In looking at adoption of the Firefox Do Not Track (DNT) setting over the past two months, more than three times as many of our users have turned on DNT in Firefox Mobile than on desktop versions of Firefox.* The percentage is just over 17% on Firefox Mobile, compared with 5.6% on Firefox.
We don’t know the exact reason behind the higher adoption rate for DNT of our users in Firefox Mobile. It may be that people seeking alternative browsers to the default ones on Android devices are more technically savvy and likely to tweak settings than other users. Or it may reflect that the settings UI is stripped down with all the settings appearing on one pane, versus multiple tabs within the desktop preferences window. It could also be that people have increased concerns over privacy and tracking on mobile devices.
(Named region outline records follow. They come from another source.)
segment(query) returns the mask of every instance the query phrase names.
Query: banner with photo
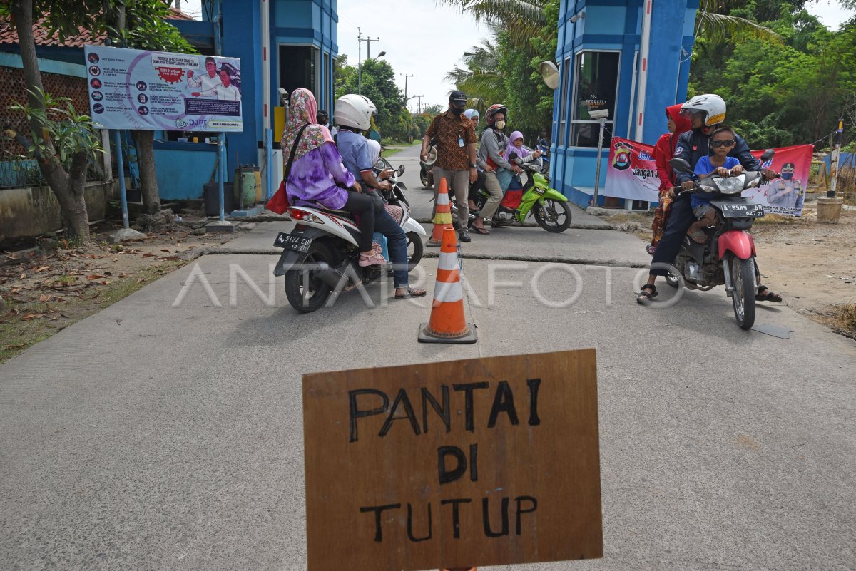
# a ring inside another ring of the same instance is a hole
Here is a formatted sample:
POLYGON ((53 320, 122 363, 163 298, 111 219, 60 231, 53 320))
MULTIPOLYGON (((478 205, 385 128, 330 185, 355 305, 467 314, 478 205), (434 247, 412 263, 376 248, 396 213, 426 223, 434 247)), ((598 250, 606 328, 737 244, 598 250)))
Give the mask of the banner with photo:
POLYGON ((96 127, 241 132, 241 60, 84 47, 96 127))
MULTIPOLYGON (((758 188, 744 191, 743 196, 763 204, 764 212, 769 214, 800 216, 814 147, 799 144, 775 150, 776 156, 764 163, 764 168, 782 173, 782 176, 763 182, 758 188)), ((653 152, 654 147, 650 144, 613 137, 604 196, 657 203, 660 177, 653 152)), ((760 158, 764 150, 752 153, 760 158)))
By way of background, Firefox Mobile is the only mobile browser that includes DNT today. We implemented the same Do Not Track privacy setting in Firefox Mobile for Android that became available to our desktop users at the beginning of the year. Firefox Mobile users enable the DNT setting in the settings pane and flipping on the “tell sites not to track me” switch. Once on, the mobile browser sends an HTTP header that reads DNT:1 to all first and third parties involved in any particular session.
With users increasingly browsing the web on mobile devices, we need to ensure that any DNT system works in browsers on both desktop and mobile devices, as well as on mobile apps used to access content, services and games on the Internet. It’s important to point out that DNT on a mobile browser doesn’t control how other apps installed on a device operate. This is an area where DNT still needs much more thought, otherwise we create a privacy system that is incomplete and doesn’t fully reflect the ways in which we access the Internet today. I’m also concerned about app-level DNT settings, should they emerge, where users end up having to enable and re-enable DNT from app to app. Perhaps DNT should be an OS-level setting. More work within the mobile industry is definitely required here.
Alex Fowler
*We don’t track users to determine these percentages. These stats reflect aggregate counts that we generate from recording the daily numbers of HTTP headers we receive that include DNT. Any well trafficked site can record these stats, including being able to also count the number of users with DNT enabled via Safari and IE9.